Les billets en poche et avec quelques boissons achetées à la supérette du coin, nous entrâmes dans le site. Nous déclinâmes les propositions des nombreux guides locaux, préférant explorer à notre rythme les ruines enfouies dans la jungle. Les distances étant assez grandes entre les ensembles à visiter, des vélos sont proposés à la location, et de nombreux cyclo taxis haranguent les touristes après l’entrée, pour leur proposer d’économiser leurs forces. Bien que le ciel était couvert, nous décidâmes de privilégier la marche. J’avais lu auparavant qu’il ne devait pas pleuvoir avant la toute fin d’après-midi. Nous n’étions alors qu’en début d’après-midi. Après 3/4 d’heure de visite des premières ruines, la pluie se mit à tomber, doucement d’abord, puis un peu plus violemment. Manque de chance, nous avions oublié nos capes de pluie dans le coffre de la voiture. Pourtant, je les avais bien préparées en vue de notre visite! Nous nous abritâmes sous les épais feuillages de la forêt tropicale. D’autres personnes s’abritèrent à une centaine de mètres sous le toit végétal d’une ruine maya restaurée. Au début, notre abri suffit. Puis, la pluie se mit à tomber beaucoup plus dru. Nous commencions à être bien mouillés. Et l’orage s’intensifia encore jusqu’au moment où un éclair déchira le ciel avec le fracas quasi simultané du tonnerre. La foudre ne devait pas être tombée très loin de nous! Nous sursautâmes.  Prenant conscience que nous ne pouvions rester plus longtemps sous les arbres, nous nous mîmes à courir vers la structure maya au toit végétal. Cette course d’une centaine de mètres sous une pluie tropicale intense nous trempa jusqu’aux os. Nous restâmes peut-être une demi-heure sous ce nouvel abri, sans que la pluie ne réduisît d’intensité. Finalement, l’orage s’éloigna et la pluie s’arrêta quasiment. Elle était alors suffisamment douce pour que nous pussions marcher sous les arbres de la forêt tropicale sans nous mouiller davantage. Nous sortîmes prudemment de notre abri nous apprêtant à retourner à l’entrée du parc. Finalement, la pluie s’arrêta complètement et nous pûmes marcher jusqu’à la pyramide de Nohoch Mul, la plus haute structure du site, avec 42 m de haut.

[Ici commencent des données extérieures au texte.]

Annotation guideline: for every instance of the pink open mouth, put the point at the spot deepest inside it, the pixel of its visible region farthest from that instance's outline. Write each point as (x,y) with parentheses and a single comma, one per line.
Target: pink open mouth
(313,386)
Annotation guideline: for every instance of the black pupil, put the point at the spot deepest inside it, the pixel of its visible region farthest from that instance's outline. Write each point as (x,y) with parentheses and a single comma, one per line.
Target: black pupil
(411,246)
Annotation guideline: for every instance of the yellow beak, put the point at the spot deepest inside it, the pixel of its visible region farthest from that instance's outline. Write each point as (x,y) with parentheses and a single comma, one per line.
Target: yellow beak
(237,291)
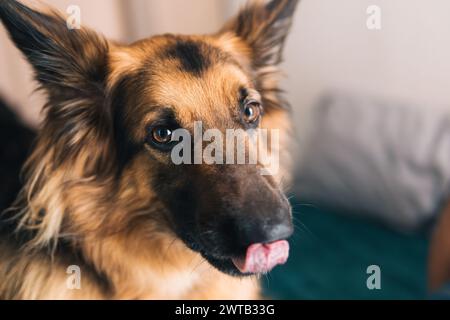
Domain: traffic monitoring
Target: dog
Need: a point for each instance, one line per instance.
(102, 211)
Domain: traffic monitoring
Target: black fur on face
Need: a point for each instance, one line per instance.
(97, 117)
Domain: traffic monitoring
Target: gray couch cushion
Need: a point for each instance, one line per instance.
(376, 159)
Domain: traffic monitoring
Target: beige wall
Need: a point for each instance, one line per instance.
(408, 60)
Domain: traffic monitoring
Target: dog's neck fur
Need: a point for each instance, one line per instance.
(119, 264)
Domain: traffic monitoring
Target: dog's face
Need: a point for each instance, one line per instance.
(119, 106)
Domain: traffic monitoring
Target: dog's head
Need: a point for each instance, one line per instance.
(104, 153)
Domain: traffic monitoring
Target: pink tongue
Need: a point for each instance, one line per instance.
(261, 258)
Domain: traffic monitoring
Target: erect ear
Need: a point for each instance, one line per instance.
(264, 26)
(72, 61)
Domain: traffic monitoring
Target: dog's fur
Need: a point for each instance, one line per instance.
(96, 196)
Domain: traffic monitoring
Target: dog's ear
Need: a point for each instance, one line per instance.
(69, 62)
(264, 26)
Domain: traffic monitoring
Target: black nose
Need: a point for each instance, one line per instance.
(251, 230)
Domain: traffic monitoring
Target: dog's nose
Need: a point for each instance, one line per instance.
(263, 229)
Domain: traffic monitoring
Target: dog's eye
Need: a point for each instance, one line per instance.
(252, 112)
(161, 135)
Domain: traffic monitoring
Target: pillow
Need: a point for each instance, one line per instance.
(376, 159)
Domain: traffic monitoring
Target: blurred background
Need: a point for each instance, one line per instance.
(371, 112)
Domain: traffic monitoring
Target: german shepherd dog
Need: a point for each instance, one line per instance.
(99, 189)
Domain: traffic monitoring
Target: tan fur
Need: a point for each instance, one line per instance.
(116, 229)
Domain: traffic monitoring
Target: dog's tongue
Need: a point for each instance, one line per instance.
(261, 258)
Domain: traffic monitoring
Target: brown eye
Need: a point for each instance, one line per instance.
(161, 135)
(252, 112)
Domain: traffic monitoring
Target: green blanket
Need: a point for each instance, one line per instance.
(330, 254)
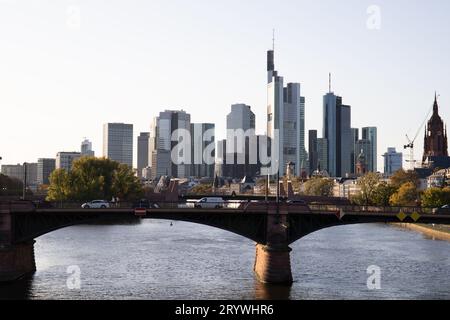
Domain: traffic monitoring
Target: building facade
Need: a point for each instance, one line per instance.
(313, 151)
(165, 135)
(370, 133)
(64, 160)
(86, 149)
(322, 154)
(142, 152)
(363, 147)
(435, 141)
(285, 120)
(337, 130)
(17, 171)
(353, 149)
(238, 155)
(118, 142)
(44, 168)
(203, 150)
(393, 161)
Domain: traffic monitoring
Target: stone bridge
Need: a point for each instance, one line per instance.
(273, 227)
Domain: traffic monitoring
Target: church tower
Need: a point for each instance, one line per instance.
(435, 144)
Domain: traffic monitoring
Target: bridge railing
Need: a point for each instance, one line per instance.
(244, 205)
(370, 209)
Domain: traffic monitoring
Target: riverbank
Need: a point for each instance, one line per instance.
(434, 232)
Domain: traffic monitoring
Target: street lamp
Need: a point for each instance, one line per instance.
(24, 191)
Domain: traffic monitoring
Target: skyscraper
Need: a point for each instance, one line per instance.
(142, 152)
(364, 146)
(202, 149)
(353, 152)
(336, 129)
(86, 148)
(240, 117)
(285, 119)
(313, 151)
(370, 133)
(322, 154)
(18, 172)
(118, 142)
(64, 160)
(393, 161)
(240, 150)
(44, 168)
(170, 125)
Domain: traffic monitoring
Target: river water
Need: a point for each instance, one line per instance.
(154, 260)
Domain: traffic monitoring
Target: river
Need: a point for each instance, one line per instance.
(154, 260)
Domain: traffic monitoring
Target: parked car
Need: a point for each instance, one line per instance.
(43, 204)
(296, 202)
(96, 204)
(210, 202)
(144, 203)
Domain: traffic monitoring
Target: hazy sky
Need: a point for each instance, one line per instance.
(67, 67)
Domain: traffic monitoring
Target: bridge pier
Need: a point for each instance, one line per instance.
(16, 261)
(273, 264)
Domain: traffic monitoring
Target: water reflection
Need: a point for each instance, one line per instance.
(17, 290)
(265, 291)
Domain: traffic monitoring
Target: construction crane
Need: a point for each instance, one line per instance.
(410, 144)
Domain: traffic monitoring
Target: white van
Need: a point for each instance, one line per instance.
(210, 202)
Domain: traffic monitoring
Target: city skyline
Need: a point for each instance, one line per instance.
(372, 101)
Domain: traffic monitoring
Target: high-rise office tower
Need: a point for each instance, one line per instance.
(64, 160)
(142, 152)
(370, 133)
(240, 117)
(322, 154)
(202, 149)
(393, 161)
(364, 146)
(44, 168)
(336, 129)
(86, 148)
(166, 135)
(240, 156)
(17, 171)
(118, 142)
(353, 152)
(285, 119)
(313, 151)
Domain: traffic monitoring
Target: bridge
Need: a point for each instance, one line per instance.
(272, 226)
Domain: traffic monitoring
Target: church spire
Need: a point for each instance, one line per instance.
(435, 106)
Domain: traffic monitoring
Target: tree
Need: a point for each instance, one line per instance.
(10, 186)
(368, 184)
(436, 197)
(94, 178)
(201, 189)
(383, 194)
(407, 195)
(319, 187)
(58, 189)
(401, 177)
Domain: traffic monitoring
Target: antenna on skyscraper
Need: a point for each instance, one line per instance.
(273, 39)
(329, 82)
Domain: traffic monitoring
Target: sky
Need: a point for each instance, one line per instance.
(69, 66)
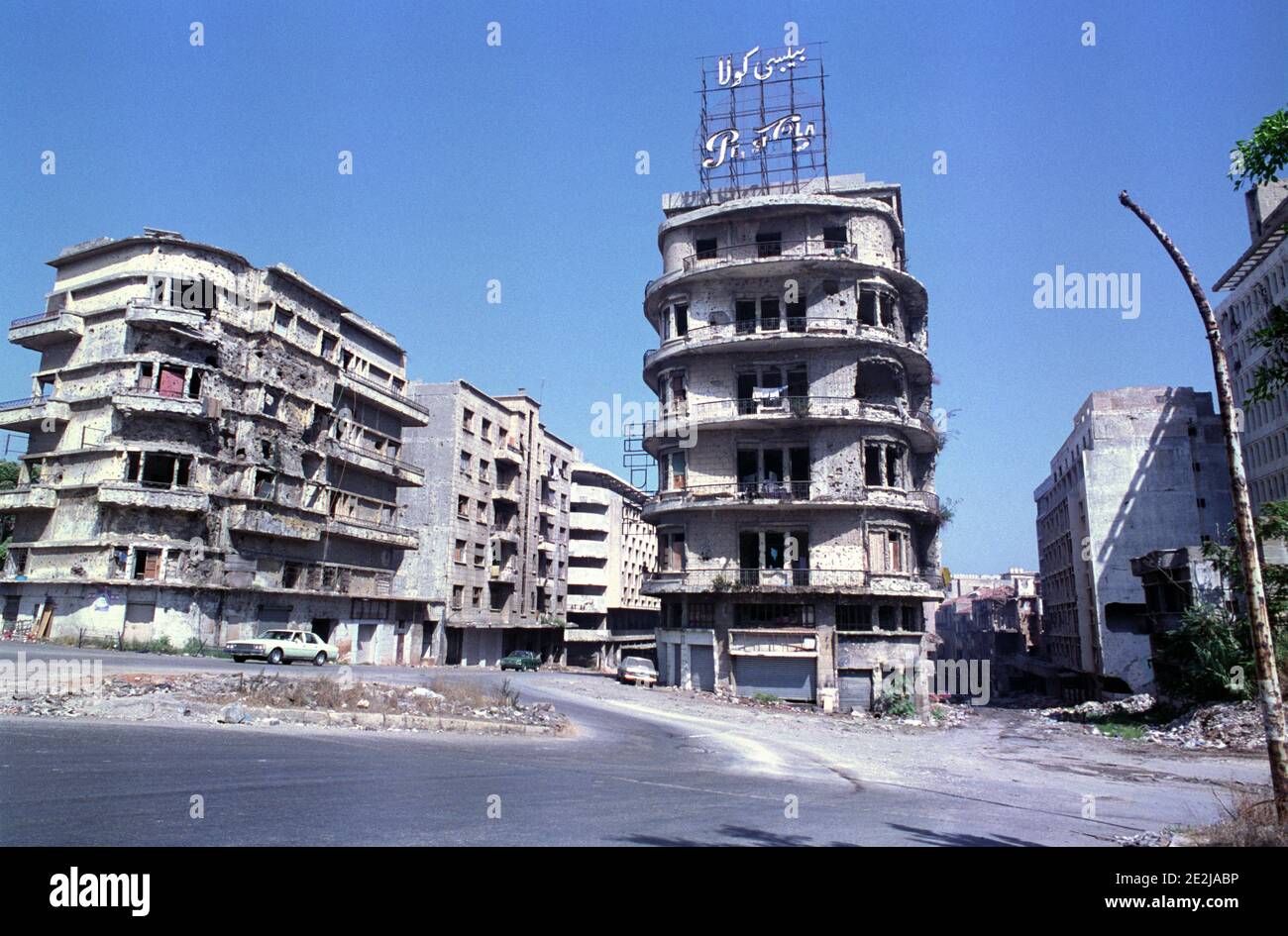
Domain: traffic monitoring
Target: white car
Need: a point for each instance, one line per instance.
(636, 670)
(283, 647)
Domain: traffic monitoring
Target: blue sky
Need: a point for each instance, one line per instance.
(475, 162)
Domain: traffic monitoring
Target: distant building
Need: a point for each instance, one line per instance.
(997, 621)
(214, 449)
(610, 551)
(492, 524)
(1173, 580)
(1144, 468)
(1258, 281)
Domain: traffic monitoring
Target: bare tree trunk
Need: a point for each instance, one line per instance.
(1267, 677)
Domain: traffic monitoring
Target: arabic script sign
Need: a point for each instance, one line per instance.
(763, 119)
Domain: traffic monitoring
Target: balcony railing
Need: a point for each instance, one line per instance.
(377, 456)
(773, 250)
(761, 492)
(389, 389)
(790, 326)
(737, 578)
(717, 411)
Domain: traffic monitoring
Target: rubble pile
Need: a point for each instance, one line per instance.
(1095, 711)
(1235, 725)
(230, 699)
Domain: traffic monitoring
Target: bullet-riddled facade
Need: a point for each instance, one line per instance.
(213, 447)
(1144, 468)
(798, 519)
(490, 522)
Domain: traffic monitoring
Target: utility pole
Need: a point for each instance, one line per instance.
(1258, 617)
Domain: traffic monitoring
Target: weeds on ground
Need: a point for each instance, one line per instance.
(1249, 820)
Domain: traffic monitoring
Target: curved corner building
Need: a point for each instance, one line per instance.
(797, 511)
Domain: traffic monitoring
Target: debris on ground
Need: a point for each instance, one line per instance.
(1234, 725)
(241, 699)
(1098, 711)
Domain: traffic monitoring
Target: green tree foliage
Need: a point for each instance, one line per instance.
(1258, 159)
(1199, 661)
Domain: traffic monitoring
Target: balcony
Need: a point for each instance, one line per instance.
(376, 463)
(154, 497)
(760, 260)
(587, 604)
(386, 395)
(271, 520)
(373, 531)
(789, 334)
(795, 580)
(505, 574)
(133, 400)
(507, 451)
(506, 492)
(588, 549)
(798, 493)
(789, 412)
(33, 413)
(47, 329)
(146, 314)
(27, 497)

L’ascension de la pyramide de Nohoch est difficile. Contrairement à ce que l’on a pu voir par la suite sur d’autres sites, l’escalier de pierres, très raide, avec des marches hautes et irrégulières, n’a pas été restauré. Il est d’autant plus dangereux quand il a plu. L’ascension est difficile. Mais la descente l’est encore plus, car il n’est alors plus possible de s’aider des mains, sauf à descendre face à la pyramide, ce qui est également compliqué. Malgré les conditions, avec beaucoup de prudence nous fîmes l’ascension. Nous fûmes récompensés par une vue extraordinaire sur la canopée. Depuis le haut de la pyramide, nous prîmes conscience que cette région était couverte par la jungle à perte de vue dans toutes les directions.

Pour faire les 2 km nécessaires pour revenir à l’entrée, nous fûmes bien heureux de trouver des cyclos taxis que nous avions snobés à l’aller.

La voiture retrouvée et après une heure de route, nous arrivâmes à l’hôtel de Valladolid, dans un état piteux. Plus que jamais, la douche fut un moment délicieux.